In computer science, formal verification is the art and science of proving mathematical theorems that assert the correctness of hardware and software systems. Typically, these theorems are proved using tools like theorem provers, driven by human experts, manipulating assertions according to the rules of mathematical logic. Different kinds of formal verification tools make tradeoffs between generality and automation, and have complementary uses. Formally asserting the correctness of a system involves the formulation of a mathematically precise specification of the system and of its correctness properties of interest (functionality, security, performance, etc.).

From its origins in research and academia, formal verification is now commonplace in hardware development and is finding increasingly wide use in software development as well. This is particularly the case in the blockchain world, where the (often financial) high stakes and the relative immutability (a characteristic shared with hardware) make the need for correctness more pressing than in other software applications. Formal verification provides unparalleled assurance over normal practices like testing and even fuzzing, which cannot check all possible situations but can only sample them.

At Provable, as we take assurance seriously, we have been embracing formal verification, in addition to normal practices like testing and auditing. Our ultimate goal is to apply formal verification to every aspect of the Aleo ecosystem: blockchain, wallets, development tools, applications, etc. Besides formally verifying the consensus algorithm, our focus has been on the development tools, namely the compilation of Leo to R1CS through Aleo instructions.

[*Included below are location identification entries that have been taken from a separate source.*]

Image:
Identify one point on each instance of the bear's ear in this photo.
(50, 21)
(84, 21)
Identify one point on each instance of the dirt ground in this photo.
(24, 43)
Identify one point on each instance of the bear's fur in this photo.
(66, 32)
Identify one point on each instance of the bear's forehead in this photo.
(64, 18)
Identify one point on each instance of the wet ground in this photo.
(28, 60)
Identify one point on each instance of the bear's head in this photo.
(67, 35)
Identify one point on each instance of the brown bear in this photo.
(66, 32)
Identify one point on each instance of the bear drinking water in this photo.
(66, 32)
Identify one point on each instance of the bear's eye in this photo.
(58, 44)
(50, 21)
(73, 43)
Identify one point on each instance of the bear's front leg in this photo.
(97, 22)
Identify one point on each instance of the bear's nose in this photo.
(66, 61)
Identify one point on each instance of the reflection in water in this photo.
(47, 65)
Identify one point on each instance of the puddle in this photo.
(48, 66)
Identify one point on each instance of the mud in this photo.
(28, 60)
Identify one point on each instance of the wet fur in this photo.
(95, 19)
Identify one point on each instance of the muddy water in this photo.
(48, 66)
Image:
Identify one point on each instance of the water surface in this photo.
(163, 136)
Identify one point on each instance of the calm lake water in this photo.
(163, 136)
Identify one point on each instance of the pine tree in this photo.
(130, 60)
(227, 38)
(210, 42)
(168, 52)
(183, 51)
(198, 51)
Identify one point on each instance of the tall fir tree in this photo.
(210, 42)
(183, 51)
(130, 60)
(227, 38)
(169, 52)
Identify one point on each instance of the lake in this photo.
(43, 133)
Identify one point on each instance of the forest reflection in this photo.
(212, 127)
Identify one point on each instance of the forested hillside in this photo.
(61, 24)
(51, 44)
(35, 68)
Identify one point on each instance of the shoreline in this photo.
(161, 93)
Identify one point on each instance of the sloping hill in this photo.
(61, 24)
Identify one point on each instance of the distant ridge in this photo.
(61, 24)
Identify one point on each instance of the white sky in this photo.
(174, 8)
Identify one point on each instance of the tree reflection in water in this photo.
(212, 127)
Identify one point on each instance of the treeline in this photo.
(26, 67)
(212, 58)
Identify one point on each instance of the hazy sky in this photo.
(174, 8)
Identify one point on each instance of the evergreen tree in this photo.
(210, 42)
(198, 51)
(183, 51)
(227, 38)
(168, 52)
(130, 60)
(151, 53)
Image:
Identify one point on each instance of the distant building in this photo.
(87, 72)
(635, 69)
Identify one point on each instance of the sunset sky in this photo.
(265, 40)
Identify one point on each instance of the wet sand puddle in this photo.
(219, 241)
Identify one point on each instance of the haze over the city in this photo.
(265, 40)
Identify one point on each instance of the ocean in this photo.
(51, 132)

Leo is Provable’s high-level programming language for zero-knowledge applications. Aleo instructions are Aleo’s intermediate-level assembly language used to represent application code in the Aleo blockchain. R1CS (Rank-1 Constraint System) is a standard low-level representation of circuits used in zero-knowledge proofs. A zero-knowledge proof asserts that a computation has been performed correctly according to its R1CS representation; it does not say whether it has been performed correctly according to its Aleo instructions or Leo representations. This is where formal verification comes into play to complete the picture: by proving theorems asserting that the R1CS representation is equivalent to the Aleo instructions representation, and that the Aleo instructions representation is equivalent to the Leo representation, the zero-knowledge proof effectively extends to the Aleo instructions and Leo code, which are human-readable and human-writable representations.

Note that there are two kinds of proofs in play here: zero-knowledge proofs, which provide cryptography-based statistically overwhelming evidence of computational assertions; and formal verification proofs, which provide logic-based unconditional evidence of logical assertions expressed as theorems.

These equivalence theorems among Leo, Aleo instructions, and R1CS rely on a formal specification of the syntax and semantics of Leo and Aleo instructions, as well as of R1CS. These formal specifications have independent value on their own, as they provide mathematically precise and unambiguous definitions of these languages. They also support the development of theorems about these languages (distinct from the equivalence theorems) that validate properties like determinism and other language design criteria.

At the time of this writing, we are working on the formal specifications of Leo and Aleo instructions, and on the generation and checking of theorems for some of the compilation phases in the diagram shown above. As the formal verification tool, we are using ACL2, an industrial-strength general-purpose theorem prover that is popular for both hardware and software verification.

The compilation of Aleo instructions to R1CS builds the zero-knowledge circuits by suitably combining snarkVM gadgets, which are hierarchically organized components. A major focus of our current formal verification work is on the development of theorems that assert the correctness of these gadgets. The theorems mirror the hierarchical structure of the gadgets: theorems for composite gadgets are based on theorems for component gadgets.

We have published and presented our initial work on circuit formal verification at the 2023 Science of Blockchain Conference (SBC) (paper) and at the 2023 ACL2 Workshop (paper). This work is ongoing, and we are interested in collaborating to increase the assurance of Aleo.